Let’s re-invigorate the middle class

7 Ways to Narrow the Rich-Poor Gap can be read right here: www.cnn.com/2013/10/29/opinion/sutter-solutions-income-inequality.

It’s not news that the American middle class is shrinking. Or that our democracy cannot thrive with so many of us living on the edge of a financial cliff. President Barack Obama recognized this when he recently called economic inequality the “defining challenge of our time.”

Yet in this climate of recession, high unemployment, and a stagnant minimum wage, many politicians seem determined to force even more families into poverty by reducing or eliminating what remains of the social safety net—food stamps, extended unemployment benefits, and access to health care through expanded Medicaid eligibility.

Pundits of all political stripes are talking about income inequality and what should be done to address it. Forbes magazine and others from the traditional business sector insist that the free market will conquer even this intractable problem as long as we avoid demonizing the wealthy and instead inspire the poor to work harder to attain the vaunted status of the financially elite.

CNN’s columnist John D. Sutter recently proposed seven ways to address income inequality including breaking down social barriers between the economic classes so they understand each other better, improving public schools, raising the minimum wage, taxing the rich at a reasonable rate, giving workers a stake in their companies through unions or ownership, reducing campaign contributions from the corporate sector, and giving money directly to the poor through “cash transfers.”
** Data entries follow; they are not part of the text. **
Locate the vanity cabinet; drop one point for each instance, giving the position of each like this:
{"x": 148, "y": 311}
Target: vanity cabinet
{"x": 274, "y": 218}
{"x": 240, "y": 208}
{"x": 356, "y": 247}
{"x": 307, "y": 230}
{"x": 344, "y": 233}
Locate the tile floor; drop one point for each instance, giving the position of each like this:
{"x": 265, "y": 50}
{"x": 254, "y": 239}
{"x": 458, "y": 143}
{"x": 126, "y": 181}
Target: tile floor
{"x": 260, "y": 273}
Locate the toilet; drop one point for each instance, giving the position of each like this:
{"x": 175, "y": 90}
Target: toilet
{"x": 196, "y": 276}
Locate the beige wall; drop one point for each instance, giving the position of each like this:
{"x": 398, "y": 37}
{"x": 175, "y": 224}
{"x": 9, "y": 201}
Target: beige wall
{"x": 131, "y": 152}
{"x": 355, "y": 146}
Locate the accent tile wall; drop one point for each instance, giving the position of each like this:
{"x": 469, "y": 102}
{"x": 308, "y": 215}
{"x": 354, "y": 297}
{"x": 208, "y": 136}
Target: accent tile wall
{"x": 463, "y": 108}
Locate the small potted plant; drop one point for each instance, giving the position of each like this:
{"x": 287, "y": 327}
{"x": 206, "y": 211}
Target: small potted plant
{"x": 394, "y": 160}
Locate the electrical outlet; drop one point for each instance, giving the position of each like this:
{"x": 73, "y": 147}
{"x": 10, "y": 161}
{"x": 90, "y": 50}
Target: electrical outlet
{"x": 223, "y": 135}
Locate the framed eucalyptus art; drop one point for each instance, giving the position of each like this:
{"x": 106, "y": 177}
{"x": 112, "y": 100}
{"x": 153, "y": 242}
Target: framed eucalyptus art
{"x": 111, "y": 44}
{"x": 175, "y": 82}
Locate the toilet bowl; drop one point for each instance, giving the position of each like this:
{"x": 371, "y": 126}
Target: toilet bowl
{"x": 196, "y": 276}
He noted the promising work being done in Kenya and Uganda by Give Directly, a non-profit that “empowers the poor to set their own priorities” by spending contributions any way they see fit, relying on the poor to best know their own needs. Contrary to fears that the monthly cash transfers would fund tobacco or alcohol purchases, the recipients chose to pay education and medical expenses instead. Many started or expanded a small business such as raising chickens, small vending operations, and local transportation efforts.

These kinds of strategies to address income inequality may soon be put to the test in one of the largest and most diverse cities in the world, New York City, where a new mayor was inaugurated on Jan. 1, promising an administration sharply focused on the widening gap between the “haves” and the “have-nots.”

Mayor Bill de Blasio, a traditional progressive, will lead New York City through these tumultuous times. His vision differs greatly from that of his predecessor, billionaire Mayor Michael Bloomberg, a man so convinced of the need for his leadership, he had the term limits laws rewritten so he could serve an extra term as mayor.

The new mayor’s inaugural rhetoric was on point: “When I said we would take dead aim at the Tale of Two Cities, I meant it. And we will do it. … We are called to put an end to economic and social inequalities that threaten to unravel the city we love.”

The mayor’s cornerstone proposal is to pay for pre-kindergarten classes by raising taxes on the wealthy, but the proposal depends on the approval of the governor and state legislature and is sure to be opposed by New York’s moneyed classes.

Not everyone was impressed with Mayor de Blasio’s agenda. The Wall Street Journal called him New York’s “Divider In Chief,” harshly criticizing him for setting a divisive tone instead of “civic courtesy and grace” in his inaugural address.

Back in Reno, we look forward to electing a new mayor and City Council in 2014 to lead our troubled city out of a multi-million dollar debt built on the trickle-down theory of economic prosperity. But will they be willing to take on the “defining challenge of our time” and figure out how to strengthen the economy while reviving the American dream of opportunity for all?

Or will they be content to merely maintain the status quo?